In thinking about this I considered what a ’society’ of humans would look like many thousands of years ago. You would have smallish bands of closely related people either wandering around together or inhabiting a distinct area. They would know each other intimately. They would be relying on their deep knowledge of each other for the survival of the group as a whole. Any threat posed by an individual to the group would have been dealt with swiftly and harshly.

Even in large towns most people would not travel far, so would know those in their own little areas. In villages everyone would know something about their neighbours. Those wishing to stand alone would be known as the local hermit, or be considered as a bit strange.

No-one in those times could be considered as anonymous. People were confined together in small camps and dwellings for survival. If you weren’t known you would be a stranger and there would be few of those. That does not mean that as a stranger you would be automatically made a figure of suspicion, it would mean that you had a label. Anonymous people do not have labels other than ‘anonymous’. A stranger could therefore not be truly anonymous in small close knit societies.

The fact that everyone knew everyone else, knew their foibles, their weaknesses and their strengths made for sets of small but strong societies.


Sailors on a ship halfway across the ocean were not truly anonymous.
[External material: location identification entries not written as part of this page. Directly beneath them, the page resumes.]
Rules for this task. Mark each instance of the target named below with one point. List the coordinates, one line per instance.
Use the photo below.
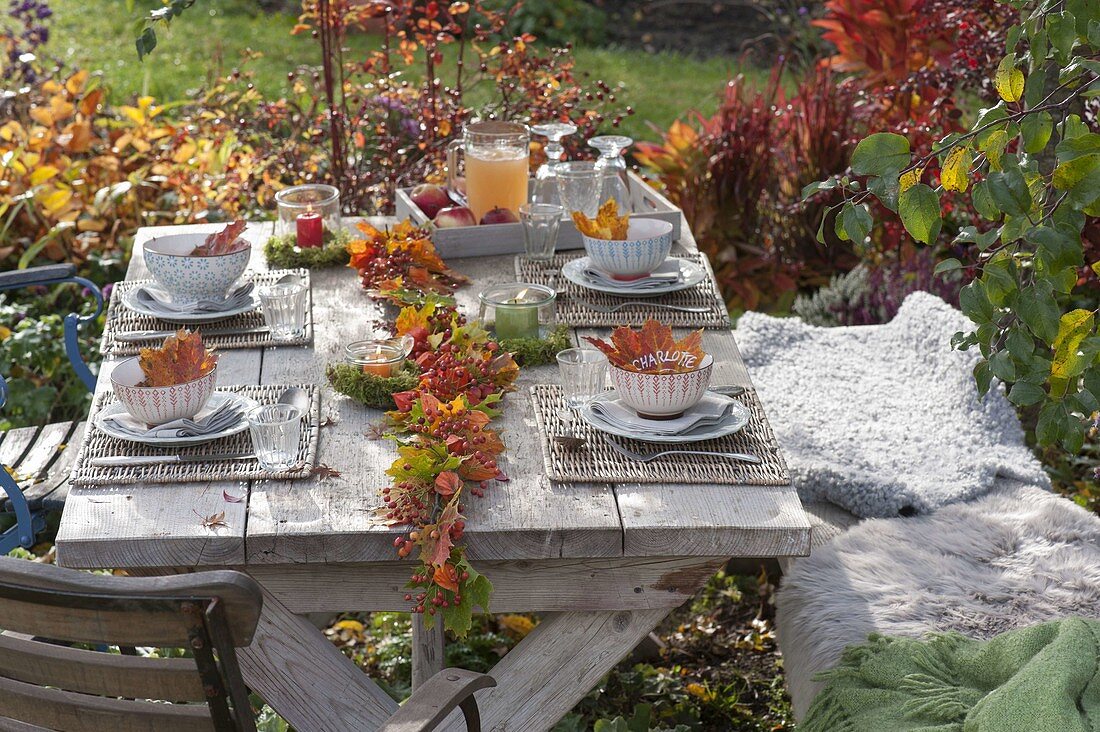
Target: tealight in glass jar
(308, 212)
(518, 309)
(382, 358)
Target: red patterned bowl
(155, 405)
(662, 395)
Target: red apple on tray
(497, 215)
(430, 199)
(454, 216)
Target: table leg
(306, 678)
(428, 649)
(550, 670)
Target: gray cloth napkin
(228, 414)
(710, 411)
(668, 273)
(157, 302)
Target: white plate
(691, 274)
(129, 301)
(734, 422)
(216, 401)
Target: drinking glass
(540, 229)
(546, 188)
(275, 432)
(615, 183)
(284, 309)
(583, 374)
(497, 164)
(579, 186)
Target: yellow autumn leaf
(352, 625)
(42, 116)
(56, 200)
(1009, 82)
(520, 625)
(910, 178)
(955, 174)
(43, 174)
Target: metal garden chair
(33, 452)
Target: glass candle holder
(518, 309)
(382, 358)
(307, 212)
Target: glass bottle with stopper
(546, 188)
(616, 184)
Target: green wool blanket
(1042, 678)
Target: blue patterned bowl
(187, 277)
(646, 247)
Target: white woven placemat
(97, 444)
(597, 462)
(121, 319)
(571, 296)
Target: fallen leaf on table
(323, 471)
(213, 521)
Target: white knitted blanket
(884, 421)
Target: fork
(647, 458)
(619, 306)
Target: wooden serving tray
(508, 238)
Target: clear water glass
(546, 187)
(284, 309)
(276, 429)
(583, 374)
(579, 186)
(540, 222)
(611, 163)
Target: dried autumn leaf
(652, 349)
(223, 242)
(325, 472)
(448, 482)
(182, 359)
(607, 224)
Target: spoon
(569, 440)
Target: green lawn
(208, 41)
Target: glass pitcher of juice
(496, 156)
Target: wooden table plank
(328, 522)
(161, 525)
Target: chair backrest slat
(45, 683)
(89, 672)
(67, 711)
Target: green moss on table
(283, 253)
(538, 351)
(369, 389)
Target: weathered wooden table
(603, 563)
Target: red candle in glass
(310, 232)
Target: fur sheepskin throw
(884, 421)
(1015, 557)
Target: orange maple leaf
(652, 349)
(182, 358)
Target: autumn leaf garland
(446, 445)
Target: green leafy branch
(1032, 165)
(146, 39)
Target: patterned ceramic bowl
(155, 405)
(646, 247)
(187, 277)
(662, 395)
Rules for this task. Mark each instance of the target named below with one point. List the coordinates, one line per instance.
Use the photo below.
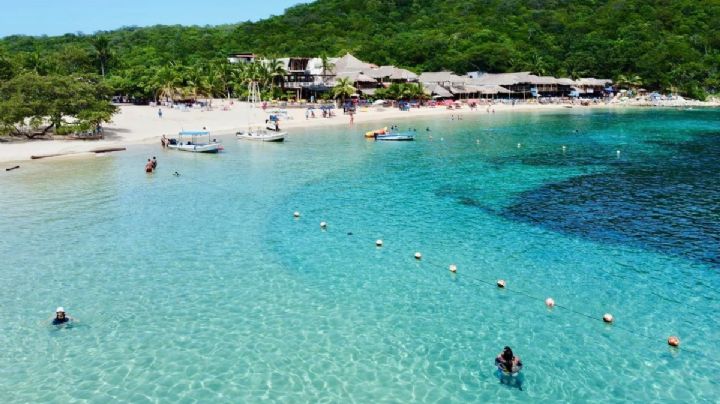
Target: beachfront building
(309, 77)
(241, 58)
(447, 85)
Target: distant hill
(670, 44)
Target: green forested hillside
(669, 44)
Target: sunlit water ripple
(204, 288)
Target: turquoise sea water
(204, 288)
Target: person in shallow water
(507, 362)
(61, 317)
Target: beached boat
(195, 142)
(372, 133)
(395, 137)
(85, 136)
(262, 135)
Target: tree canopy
(667, 45)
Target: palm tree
(197, 82)
(102, 51)
(343, 88)
(167, 81)
(537, 65)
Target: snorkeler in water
(61, 317)
(507, 362)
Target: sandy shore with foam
(141, 125)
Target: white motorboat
(258, 134)
(262, 135)
(196, 142)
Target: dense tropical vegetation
(658, 44)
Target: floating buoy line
(607, 318)
(672, 341)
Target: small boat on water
(395, 137)
(371, 134)
(195, 141)
(262, 135)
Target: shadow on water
(666, 203)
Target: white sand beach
(135, 125)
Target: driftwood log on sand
(96, 151)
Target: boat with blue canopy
(196, 142)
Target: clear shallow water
(203, 287)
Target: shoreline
(140, 125)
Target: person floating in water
(508, 368)
(507, 362)
(61, 317)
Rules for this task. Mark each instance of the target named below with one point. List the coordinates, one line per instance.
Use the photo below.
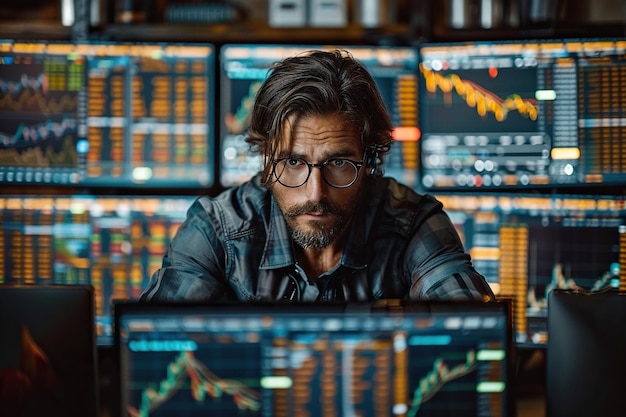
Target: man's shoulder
(399, 207)
(400, 196)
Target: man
(319, 223)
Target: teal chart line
(440, 375)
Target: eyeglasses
(337, 172)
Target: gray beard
(317, 239)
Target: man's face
(316, 212)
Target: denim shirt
(237, 246)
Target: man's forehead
(326, 129)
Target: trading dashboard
(513, 114)
(107, 114)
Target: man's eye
(294, 162)
(337, 163)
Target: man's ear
(371, 159)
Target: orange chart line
(478, 97)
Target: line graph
(478, 97)
(203, 383)
(440, 375)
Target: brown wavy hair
(318, 83)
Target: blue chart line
(440, 375)
(203, 383)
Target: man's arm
(439, 266)
(193, 267)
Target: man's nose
(316, 185)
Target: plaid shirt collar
(278, 251)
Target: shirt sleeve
(193, 267)
(439, 266)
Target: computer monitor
(522, 114)
(365, 359)
(585, 361)
(243, 68)
(527, 245)
(113, 243)
(48, 360)
(107, 114)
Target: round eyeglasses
(337, 172)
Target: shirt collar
(278, 251)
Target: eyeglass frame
(357, 165)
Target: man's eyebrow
(339, 153)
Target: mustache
(323, 207)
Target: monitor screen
(527, 245)
(113, 243)
(243, 68)
(107, 114)
(514, 114)
(585, 361)
(317, 359)
(48, 363)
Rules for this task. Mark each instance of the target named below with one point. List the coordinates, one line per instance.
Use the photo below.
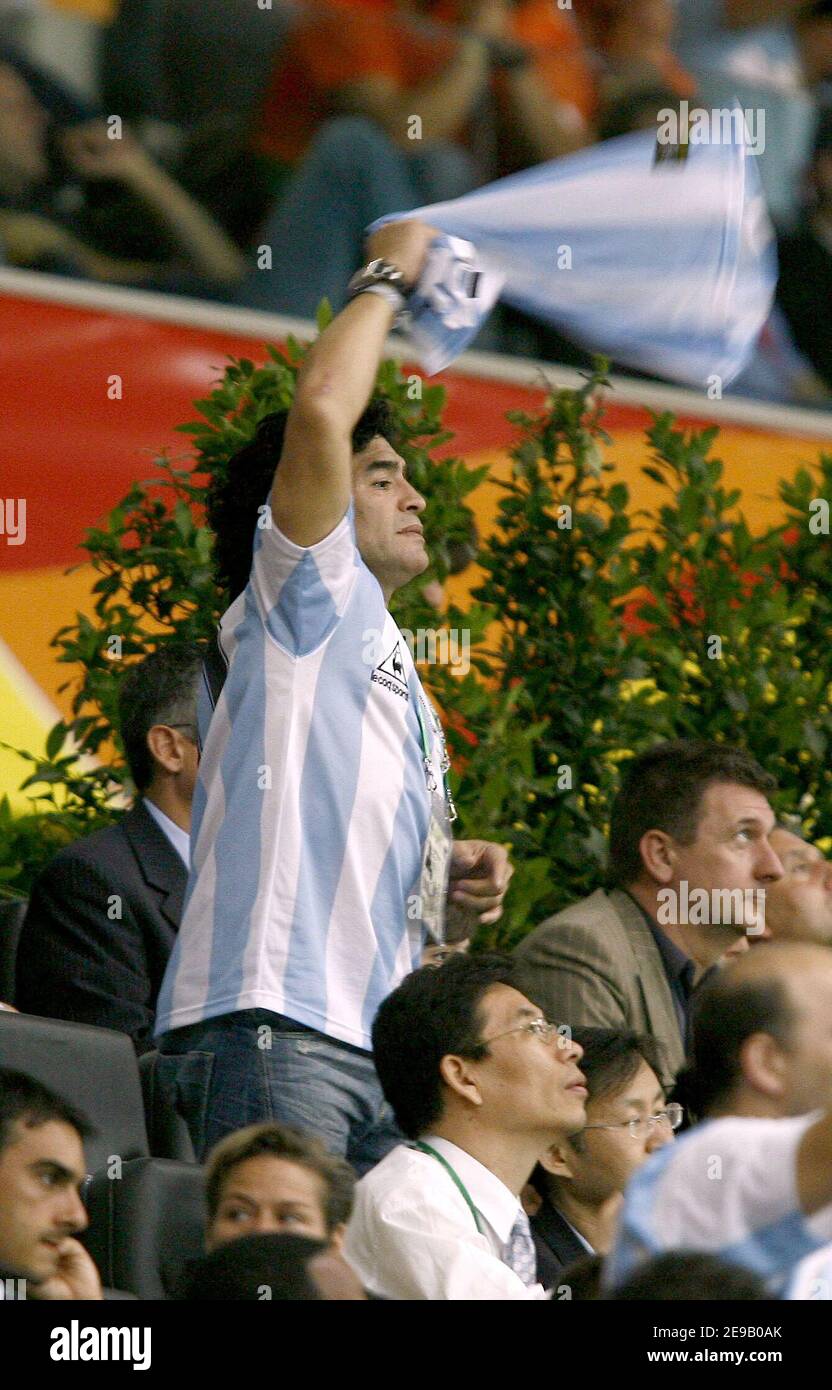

Everyone knew where they came from. The rich travelled about in liveried coaches openly displaying their identity.

The advent of fast travel with centralised shopping and working over the last century or so has changed all this and made people more truly anonymous. Instead of gathering in local markets, people travel many miles to get together in tens of thousands just to go about their daily activities. No-one knows anyone else or even cares.

In this environment those that live, work and rely on the shadows prosper. This includes those that indulge in criminal activity as well as those that make political pronouncements behind a mask.

It is only to be expected that society will find a way to defend itself against this relatively new threat. It has done this by, what some consider as intrusive, surveillance. But is this really any different from the day-to-day surveillance that anyone who lived in a close knit society thousands of, or even a few hundred, years ago would have been subjected to? Modern High-Tec surveillance may just be society redressing the balance that modern anonymity has upset.